No such thing.  Grants must be made one at a time.

However, this is fairly easy to do with a script and dynamic sql.

TSharma-0racle

There is no such thing. You can give "SELECT ANY TABLE" privilege to that user but its not good to give this privilige to anyone unless you know what you are doing. But this privilege should be able to gi ve access to views or future views. You can always test this.

Frank Kulash

Hi,

As the others have said, each GRANT only applies to a single object.  Unfortunately, Oracle dosn't have any way to group objects for prinvileges.  User_1 shopuld just include a GRANT statement (or a call to a grant script) in every scriopt that creates a view.

You could write a database trigger to do this automatically, but it's probably not worth the effort.

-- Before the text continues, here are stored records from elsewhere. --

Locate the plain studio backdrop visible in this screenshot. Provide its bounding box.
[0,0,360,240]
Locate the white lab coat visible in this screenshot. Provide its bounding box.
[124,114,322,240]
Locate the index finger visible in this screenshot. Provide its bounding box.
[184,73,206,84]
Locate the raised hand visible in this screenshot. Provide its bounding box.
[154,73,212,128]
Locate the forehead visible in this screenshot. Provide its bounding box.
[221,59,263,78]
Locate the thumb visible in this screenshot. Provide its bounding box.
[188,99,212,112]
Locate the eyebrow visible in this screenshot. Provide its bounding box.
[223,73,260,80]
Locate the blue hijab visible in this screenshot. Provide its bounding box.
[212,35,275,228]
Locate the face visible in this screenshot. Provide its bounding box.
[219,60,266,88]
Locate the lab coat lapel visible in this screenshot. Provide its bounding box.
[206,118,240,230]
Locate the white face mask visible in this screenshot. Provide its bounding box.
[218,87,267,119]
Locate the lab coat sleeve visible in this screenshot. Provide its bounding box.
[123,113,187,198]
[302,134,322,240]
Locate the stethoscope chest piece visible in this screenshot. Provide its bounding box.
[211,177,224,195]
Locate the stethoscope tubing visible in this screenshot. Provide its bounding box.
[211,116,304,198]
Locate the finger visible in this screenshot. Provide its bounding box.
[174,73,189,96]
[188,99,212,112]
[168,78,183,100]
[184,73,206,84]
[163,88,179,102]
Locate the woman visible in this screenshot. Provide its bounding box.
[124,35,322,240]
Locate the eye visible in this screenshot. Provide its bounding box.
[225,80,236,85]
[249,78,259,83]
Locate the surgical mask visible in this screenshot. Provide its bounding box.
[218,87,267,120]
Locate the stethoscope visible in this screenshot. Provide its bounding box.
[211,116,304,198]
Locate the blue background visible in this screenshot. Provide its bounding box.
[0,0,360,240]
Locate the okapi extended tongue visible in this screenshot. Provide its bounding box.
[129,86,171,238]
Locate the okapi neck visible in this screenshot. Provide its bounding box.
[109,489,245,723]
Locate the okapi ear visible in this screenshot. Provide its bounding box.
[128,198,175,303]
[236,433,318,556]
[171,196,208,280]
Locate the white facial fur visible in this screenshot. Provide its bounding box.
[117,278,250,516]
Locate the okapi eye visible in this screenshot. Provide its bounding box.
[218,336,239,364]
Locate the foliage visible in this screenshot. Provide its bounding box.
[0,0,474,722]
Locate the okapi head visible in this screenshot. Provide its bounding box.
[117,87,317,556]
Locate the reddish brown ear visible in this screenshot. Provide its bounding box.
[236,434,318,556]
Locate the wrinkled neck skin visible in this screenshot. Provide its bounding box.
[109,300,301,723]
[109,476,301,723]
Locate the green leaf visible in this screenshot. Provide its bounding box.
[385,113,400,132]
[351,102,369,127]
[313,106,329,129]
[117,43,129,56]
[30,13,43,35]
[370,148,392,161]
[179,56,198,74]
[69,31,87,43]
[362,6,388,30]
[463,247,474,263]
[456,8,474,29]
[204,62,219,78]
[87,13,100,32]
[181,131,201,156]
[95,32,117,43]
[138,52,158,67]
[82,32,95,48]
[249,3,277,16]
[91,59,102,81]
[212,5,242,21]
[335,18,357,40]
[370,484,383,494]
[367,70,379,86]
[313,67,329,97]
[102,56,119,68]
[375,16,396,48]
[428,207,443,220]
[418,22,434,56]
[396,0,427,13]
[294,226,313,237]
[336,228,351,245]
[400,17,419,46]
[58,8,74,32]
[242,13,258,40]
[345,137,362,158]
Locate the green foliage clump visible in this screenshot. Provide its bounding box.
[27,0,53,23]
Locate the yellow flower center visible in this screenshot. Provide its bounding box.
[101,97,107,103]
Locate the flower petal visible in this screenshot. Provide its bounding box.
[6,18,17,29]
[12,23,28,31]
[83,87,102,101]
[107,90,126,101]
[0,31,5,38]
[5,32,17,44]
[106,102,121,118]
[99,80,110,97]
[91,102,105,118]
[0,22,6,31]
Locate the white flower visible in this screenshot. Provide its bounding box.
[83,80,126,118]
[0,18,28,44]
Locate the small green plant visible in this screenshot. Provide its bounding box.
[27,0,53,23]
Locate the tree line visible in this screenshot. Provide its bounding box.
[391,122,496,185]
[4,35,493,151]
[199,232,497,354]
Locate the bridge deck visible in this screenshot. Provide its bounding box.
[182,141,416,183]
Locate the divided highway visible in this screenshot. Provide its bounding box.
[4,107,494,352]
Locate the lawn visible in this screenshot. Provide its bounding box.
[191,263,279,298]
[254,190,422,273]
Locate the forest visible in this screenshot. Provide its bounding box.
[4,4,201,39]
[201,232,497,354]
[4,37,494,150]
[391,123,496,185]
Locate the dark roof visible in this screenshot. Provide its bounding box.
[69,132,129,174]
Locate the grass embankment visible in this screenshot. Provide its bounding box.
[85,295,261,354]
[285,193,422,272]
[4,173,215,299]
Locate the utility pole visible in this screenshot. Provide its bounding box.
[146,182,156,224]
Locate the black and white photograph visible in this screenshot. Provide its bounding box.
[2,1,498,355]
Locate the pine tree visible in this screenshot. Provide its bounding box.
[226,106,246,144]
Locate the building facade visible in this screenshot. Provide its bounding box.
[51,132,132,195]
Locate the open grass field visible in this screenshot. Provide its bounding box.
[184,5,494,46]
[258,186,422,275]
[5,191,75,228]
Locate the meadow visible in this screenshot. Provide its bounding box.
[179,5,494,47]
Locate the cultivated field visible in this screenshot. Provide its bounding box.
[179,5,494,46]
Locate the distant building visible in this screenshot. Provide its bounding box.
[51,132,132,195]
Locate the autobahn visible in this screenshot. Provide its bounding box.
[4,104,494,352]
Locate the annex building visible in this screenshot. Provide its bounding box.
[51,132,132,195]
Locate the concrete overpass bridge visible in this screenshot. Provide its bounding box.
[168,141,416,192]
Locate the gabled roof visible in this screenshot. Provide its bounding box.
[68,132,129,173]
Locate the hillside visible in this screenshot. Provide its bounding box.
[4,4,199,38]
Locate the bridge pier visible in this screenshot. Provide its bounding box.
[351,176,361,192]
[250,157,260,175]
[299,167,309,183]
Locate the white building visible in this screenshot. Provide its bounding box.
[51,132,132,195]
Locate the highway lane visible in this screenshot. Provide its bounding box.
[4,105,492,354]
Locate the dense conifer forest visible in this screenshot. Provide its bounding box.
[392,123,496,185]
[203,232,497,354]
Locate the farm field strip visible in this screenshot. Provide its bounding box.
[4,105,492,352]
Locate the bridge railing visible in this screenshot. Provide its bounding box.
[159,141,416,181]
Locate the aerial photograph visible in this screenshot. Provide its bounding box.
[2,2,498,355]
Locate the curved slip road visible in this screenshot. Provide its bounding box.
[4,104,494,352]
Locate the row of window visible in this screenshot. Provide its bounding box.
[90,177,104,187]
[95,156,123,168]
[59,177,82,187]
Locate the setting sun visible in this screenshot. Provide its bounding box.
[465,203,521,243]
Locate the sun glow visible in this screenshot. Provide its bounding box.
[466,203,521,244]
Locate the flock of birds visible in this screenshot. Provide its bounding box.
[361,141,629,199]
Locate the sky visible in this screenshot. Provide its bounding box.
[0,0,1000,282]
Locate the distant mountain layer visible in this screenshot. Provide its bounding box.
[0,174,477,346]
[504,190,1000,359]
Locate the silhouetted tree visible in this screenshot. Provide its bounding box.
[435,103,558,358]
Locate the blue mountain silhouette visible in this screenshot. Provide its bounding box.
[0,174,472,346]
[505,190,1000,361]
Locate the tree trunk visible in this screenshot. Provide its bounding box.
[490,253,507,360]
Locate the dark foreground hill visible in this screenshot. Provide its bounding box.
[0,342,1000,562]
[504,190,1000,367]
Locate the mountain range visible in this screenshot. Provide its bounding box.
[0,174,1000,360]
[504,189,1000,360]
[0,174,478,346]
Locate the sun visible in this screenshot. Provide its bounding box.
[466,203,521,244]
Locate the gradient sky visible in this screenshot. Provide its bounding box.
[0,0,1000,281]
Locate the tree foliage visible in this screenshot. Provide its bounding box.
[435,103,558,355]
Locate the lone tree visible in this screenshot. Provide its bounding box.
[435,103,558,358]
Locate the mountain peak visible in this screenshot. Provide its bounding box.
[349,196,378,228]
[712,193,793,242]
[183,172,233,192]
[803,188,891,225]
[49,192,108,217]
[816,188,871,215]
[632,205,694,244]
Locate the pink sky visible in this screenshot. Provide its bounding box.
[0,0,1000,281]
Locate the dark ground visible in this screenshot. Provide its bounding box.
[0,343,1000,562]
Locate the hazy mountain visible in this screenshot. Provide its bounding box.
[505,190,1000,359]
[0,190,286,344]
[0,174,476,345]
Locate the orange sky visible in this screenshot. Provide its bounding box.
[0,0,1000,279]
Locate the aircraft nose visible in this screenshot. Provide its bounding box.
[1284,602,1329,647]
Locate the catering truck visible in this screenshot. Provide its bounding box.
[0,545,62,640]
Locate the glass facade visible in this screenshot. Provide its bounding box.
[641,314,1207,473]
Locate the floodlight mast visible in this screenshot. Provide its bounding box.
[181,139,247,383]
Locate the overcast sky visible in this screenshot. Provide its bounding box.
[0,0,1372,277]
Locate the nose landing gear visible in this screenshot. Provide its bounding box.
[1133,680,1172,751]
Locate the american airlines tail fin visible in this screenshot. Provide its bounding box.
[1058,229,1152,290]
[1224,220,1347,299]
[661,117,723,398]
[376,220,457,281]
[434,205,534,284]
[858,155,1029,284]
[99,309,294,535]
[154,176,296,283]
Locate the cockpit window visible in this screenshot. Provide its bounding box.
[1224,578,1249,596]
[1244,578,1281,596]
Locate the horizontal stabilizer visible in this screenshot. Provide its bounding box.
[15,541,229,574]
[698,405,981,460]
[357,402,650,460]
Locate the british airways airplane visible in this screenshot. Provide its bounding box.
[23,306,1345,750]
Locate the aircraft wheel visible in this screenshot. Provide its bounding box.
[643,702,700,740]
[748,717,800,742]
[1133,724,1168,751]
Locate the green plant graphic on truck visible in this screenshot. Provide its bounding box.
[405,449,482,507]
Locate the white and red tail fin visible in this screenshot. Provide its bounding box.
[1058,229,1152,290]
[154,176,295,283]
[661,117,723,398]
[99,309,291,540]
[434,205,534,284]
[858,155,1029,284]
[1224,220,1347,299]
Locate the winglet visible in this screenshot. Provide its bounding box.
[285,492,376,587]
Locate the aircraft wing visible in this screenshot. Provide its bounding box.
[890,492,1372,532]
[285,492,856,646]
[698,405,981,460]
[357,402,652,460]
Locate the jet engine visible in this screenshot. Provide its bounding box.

If a user is continually creating new views (or tables), that could be a symptom of a poor design.  What exactly is uesr_1 doing?  What arre the views for? 

900163

You can run the below a query where you will  get the lost of view names so that you can run them as a script/

DECLARE

   v_sql    VARCHAR2 (4000);

   v_sql1   VARCHAR2 (4000);

   v_SQL2   VARCHAR2 (4000);

BEGIN

   FOR i IN (SELECT table_name

               FROM ALL_VIEWS

              WHERE owner = 'USER1')

   LOOP

      v_sql :=

            ' GRANT DELETE, INSERT, SELECT, UPDATE, DEBUG  ON USER1. '

         || i.table_name

         || 'USER2';

  

      EXECUTE IMMEDIATE v_sql;    

      v_sql := '';

  

   END LOOP;

END;

Kapil

The alternative solution is create a ROLE, grant all access to the role and then grant this role to the schema. As and when a new view is created, grant the access to the role and it will give access to all those schemas who have access to role.

unknown-7404

Kapil wrote:

The alternative solution is create a ROLE, grant all access to the role and then grant this role to the schema. As and when a new view is created, grant the access to the role and it will give access to all those schemas who have access to role.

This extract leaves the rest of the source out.